"I shall cook the breakfast for you with my own hands every morning."

Little white hands. How he pressed them!

"Isn't it beautiful just to be here together?" her lips would falter, as if afraid of the words.

Poor little old-time lovers! Poor little fluttering hearts! There are steps on the pavement outside the gates, for the watch have started on the weary walk with night.

The Moore girls who decorously occupied the Orleans sofas all through the calling hours soon began to notice the couple who so often left the circle.
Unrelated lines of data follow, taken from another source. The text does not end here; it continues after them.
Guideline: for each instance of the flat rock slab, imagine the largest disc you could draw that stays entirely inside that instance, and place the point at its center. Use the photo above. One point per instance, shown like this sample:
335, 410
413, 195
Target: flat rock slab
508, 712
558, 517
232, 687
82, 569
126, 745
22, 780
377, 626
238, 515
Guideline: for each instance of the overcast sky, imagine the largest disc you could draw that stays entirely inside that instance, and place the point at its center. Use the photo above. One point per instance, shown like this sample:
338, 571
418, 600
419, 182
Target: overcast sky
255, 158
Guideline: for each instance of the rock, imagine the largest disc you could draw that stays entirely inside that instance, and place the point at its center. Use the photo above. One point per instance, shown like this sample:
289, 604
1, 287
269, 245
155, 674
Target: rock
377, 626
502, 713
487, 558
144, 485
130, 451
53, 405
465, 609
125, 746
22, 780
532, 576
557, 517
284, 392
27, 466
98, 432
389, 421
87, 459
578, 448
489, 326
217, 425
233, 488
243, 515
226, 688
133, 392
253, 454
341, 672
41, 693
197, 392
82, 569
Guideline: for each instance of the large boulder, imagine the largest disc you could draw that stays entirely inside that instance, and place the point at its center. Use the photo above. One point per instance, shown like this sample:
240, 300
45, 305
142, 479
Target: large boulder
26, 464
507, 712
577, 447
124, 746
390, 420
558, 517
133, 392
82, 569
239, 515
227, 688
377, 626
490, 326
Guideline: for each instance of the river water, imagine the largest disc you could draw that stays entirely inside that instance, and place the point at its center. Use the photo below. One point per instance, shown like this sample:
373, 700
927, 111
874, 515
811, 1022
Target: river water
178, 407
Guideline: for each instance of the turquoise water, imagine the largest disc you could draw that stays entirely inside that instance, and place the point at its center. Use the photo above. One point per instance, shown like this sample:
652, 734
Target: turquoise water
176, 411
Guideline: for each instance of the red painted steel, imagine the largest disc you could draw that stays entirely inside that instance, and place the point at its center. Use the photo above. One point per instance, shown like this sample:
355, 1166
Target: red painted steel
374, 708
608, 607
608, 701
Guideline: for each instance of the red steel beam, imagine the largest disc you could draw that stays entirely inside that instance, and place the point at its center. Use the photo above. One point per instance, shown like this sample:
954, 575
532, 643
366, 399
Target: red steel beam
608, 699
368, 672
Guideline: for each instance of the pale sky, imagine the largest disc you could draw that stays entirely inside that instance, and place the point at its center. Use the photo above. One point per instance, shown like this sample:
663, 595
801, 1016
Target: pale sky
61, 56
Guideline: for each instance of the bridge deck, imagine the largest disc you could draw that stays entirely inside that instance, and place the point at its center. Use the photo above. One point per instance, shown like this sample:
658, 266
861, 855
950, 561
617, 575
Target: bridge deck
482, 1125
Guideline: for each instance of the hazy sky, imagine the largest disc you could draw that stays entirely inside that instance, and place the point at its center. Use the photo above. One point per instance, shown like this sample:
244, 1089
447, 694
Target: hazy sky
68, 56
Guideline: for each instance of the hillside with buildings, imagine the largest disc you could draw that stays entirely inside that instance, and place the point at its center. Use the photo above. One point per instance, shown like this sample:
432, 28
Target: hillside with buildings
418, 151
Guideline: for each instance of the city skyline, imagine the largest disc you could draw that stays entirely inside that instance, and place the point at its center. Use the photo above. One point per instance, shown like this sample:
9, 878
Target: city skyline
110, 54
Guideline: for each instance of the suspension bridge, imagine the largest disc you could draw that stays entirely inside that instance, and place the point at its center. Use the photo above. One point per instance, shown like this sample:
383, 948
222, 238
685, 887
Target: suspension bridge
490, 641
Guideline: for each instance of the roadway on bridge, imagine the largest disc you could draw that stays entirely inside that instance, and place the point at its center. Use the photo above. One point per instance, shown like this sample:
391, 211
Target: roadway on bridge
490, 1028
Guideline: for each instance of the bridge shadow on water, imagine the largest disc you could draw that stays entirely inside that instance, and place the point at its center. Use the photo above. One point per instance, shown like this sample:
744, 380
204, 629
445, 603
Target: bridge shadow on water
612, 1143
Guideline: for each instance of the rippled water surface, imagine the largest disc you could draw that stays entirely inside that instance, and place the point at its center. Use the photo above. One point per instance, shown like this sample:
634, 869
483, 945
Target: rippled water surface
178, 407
In the morning at the breakfast-table there were often sly innuendoes that Dr. Moore, absorbed in his Herald, never paid any attention to and Mrs. Moore could not understand. She would have, though, if she had observed the burning roses in a maiden's cheeks and the angry eyes of the youth opposite glaring at his tormentors.

"Oh, girls, did you observe the new moon last night?" Jane Moore would innocently ask. "Ellen, you must have." Then how they would giggle.

"Hush, girls!" Mrs. Moore would say as she poised her Wedgwood coffee-cup and gazed around the table. "Young ladies in your station of life should never laugh so loudly; it is not genteel."

Some of the young fellows who called at the house were not so observing as the Moore girls. Freddy Frelinghuysen used to try and keep the pretty country cousin by his side on one of the sofas when the sparking hour was on. Captain William Montgomery, just home from the West Indies, professed open admiration for a New York maiden who could spin.

"If you will spin me a shirt in an afternoon like the girls in Melrose used to make I will give you the handsomest lace dress to be found in the city," he once said.